Сквозь убегающую, шаловливую листву придорожных кустов в окна, в сумрак вагона весело плескалось закатное солнце. Но по другую сторону несущегося поезда, будто в другом — печальном солнце, развешанном по скалам, медленно закруживали вверх словно в красной скорби замершие кедры; тоскливо Катины глаза тянулись к ним, провожали.

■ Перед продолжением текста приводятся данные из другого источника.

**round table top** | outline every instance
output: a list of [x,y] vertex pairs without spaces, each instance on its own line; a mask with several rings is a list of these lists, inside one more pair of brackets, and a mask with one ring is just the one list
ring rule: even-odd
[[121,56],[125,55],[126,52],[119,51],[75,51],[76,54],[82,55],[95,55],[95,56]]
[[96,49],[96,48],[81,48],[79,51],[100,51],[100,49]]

А от веселой компании с бодреньким солнцем поплескивался голосок дедка: «…И вот этот Артура-маленький ну не сидит на месте — хоть что ты с ним делай! И пристает ко всем, и канючит, да игде пчелки, да игде улья? Хочу пчелок видеть — и все! А гости мои уже захорошели, им не до Артуры, отмахиваются от него самого ровно от пчелы. Ну я давай объяснять ему, мол, пчела сейчас злая (а дело было в самый медосбор, в августе, в начале), беспокоить ее, мол, опасно. А Артура уставился на меня исподлобья, дескать, нехороший ты! Да-а. А гости мои уже песню завели, плывут, как в лодке, раскачиваются. Вдруг этот Артура и говорит чего-то матери своей. На ухо. Та ко мне, дескать, где тута у вас?.. Да помилуйте, говорю, да где душе угодно! У нас тута, извините, сельская местность, природа как бы, так что пущай вон в кустики сбегает. А Артура как полоснет меня взглядом — и побежал в кусты. А за кустами-то, на взлобке, — пасека. Метров полста др нее. Но, думаю, не найдет. Проходит этак минут пять-десять, все нормально — гости знай поют, плывут себе дальше. Да-а. Вдруг, глядь, совсем из другого места выскакивает Артура — и понесся, и покатился по косогору. А из него рой пчел вихрями бьет. Мать честная! Вылетел на поляну — и юлой, и юлой на месте! Все варежки-то и раскрыли. А он: «Мама! Ма-ама!» — и кинься тут к столу, к взрослым, к матери! Рой за ним, и давай бить гостей моих! — Солдаты захохотали, разваливаясь на стороны. Удерживая смех, старуха забурлила как толстощекий самовар. А дедок, вытаращивая глаза, уже кричал: — Чего тут началось! Гости мои повскакали, стол опрокинулся — и понеслась пляска по поляне, и понеслась! Не помню, откуда дымокур у меня в руках очутился, бегаю, фукаю, пчел тушу и ору как скаженный: «В избу! В избу, черти! Скоря-а!» — Солдаты снова зашлись. — И пошли мои гостенечки один по другому, и пошли — аж избенка закачалася! Х-хе! Хех-х!»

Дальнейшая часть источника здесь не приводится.